“Cállate
y sal de ese hombre” (Lc 4, 31-37). Estando en la sinagoga, Jesús
realiza un exorcismo, utilizando el solo poder de su voz, liberando así a un
hombre que estaba poseído por un espíritu inmundo. Según el P. Fortea, hay dos clases
de demonios: los que podríamos denominar “hablantes”, que es el de este caso, y
los demonios “mudos”, que están presentes en el cuerpo de la persona pero no se
dan a conocer. En el caso de este demonio, como lo dijimos, se trata de un
demonio hablante, es decir, un demonio que toma posesión del cuerpo y de las
funciones sensoriales del poseso, para expresarse a través de estas funciones. Siendo
un demonio hablante, es importante escuchar lo que dice, puesto que lo que dice
confirma nuestra fe. El demonio, al ver a Jesús, habla por intermedio de las
cuerdas vocales del poseso y dice: “¿Por qué te metes con nosotros, Jesús
nazareno? ¿Has venido a destruirnos? Sé que tú eres el Santo de Dios”. Además
de llamar a Jesús “nazareno”, por su lugar de origen, le dice: “Santo de Dios”
y esto porque el demonio sabe que Jesús no es un simple hombre, sino el Hijo de
Dios encarnado; el demonio reconoce, en la voz de Jesús de Nazareth, la voz del
Dios que lo creó y que, luego de la prueba, lo condenó al Infierno eterno.

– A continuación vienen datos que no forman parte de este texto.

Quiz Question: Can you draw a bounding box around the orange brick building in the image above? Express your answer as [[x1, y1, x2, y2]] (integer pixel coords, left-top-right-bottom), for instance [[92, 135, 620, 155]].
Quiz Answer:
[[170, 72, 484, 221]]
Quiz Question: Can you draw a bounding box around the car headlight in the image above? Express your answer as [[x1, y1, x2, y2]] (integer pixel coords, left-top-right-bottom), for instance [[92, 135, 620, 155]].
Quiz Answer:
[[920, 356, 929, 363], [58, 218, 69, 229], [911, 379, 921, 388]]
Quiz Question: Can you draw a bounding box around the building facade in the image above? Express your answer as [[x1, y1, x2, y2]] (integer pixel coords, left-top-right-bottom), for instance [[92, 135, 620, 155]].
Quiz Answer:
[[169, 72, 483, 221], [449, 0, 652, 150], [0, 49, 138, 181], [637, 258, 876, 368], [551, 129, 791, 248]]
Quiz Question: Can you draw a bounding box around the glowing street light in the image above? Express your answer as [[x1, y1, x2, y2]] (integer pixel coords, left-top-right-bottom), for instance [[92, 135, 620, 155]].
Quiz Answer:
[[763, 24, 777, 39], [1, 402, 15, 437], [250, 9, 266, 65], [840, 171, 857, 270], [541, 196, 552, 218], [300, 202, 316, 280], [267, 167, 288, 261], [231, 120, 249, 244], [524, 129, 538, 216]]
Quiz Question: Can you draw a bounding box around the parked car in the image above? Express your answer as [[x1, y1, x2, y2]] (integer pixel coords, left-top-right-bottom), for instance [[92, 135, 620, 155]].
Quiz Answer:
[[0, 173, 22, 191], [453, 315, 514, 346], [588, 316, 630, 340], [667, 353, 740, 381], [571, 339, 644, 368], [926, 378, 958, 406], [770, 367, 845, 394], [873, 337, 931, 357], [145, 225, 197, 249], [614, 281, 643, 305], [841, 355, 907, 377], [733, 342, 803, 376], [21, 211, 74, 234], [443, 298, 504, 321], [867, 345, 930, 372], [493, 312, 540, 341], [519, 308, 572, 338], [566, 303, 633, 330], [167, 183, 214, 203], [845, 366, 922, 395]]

Ahora
bien, no solo reconoce la voz, sino que ante esta voz de Jesús, el demonio sale
del poseso, obedeciendo a la voz de su Creador y temblando de espanto y de
terror: “Entonces el demonio tiró al hombre por tierra, en medio de la gente, y
salió de él sin hacerle daño”.
“Cállate
y sal de ese hombre”. No solo el demonio reconoce en la voz de Jesús de Nazareth
a la voz de Dios: también los presentes en la sinagoga se dan cuenta de que hay
algo sobre-creatural, un poder divino, en la voz de Jesús, que hace que los demonios
huyan espantados ante sola presencia: “¿Qué tendrá su palabra? Porque da
órdenes con autoridad y fuerza a los espíritus inmundos y éstos se salen”.
“Cállate
y sal de ese hombre”. También a nosotros nos habla Jesús, no a través de la voz
de un poseso, sino a través de la voz del sacerdote ministerial, invitándonos a
recibirlo en nuestras almas, cada vez que dice: “Esto es mi Cuerpo, Esta es mi
Sangre”. Reconozcamos la voz de Jesús que, por las palabras de la consagración,
nos invita a recibirlo sacramentalmente en la Eucaristía y acudamos a comulgar,
para que habite en nosotros el Espíritu de Dios, el Espíritu Santo.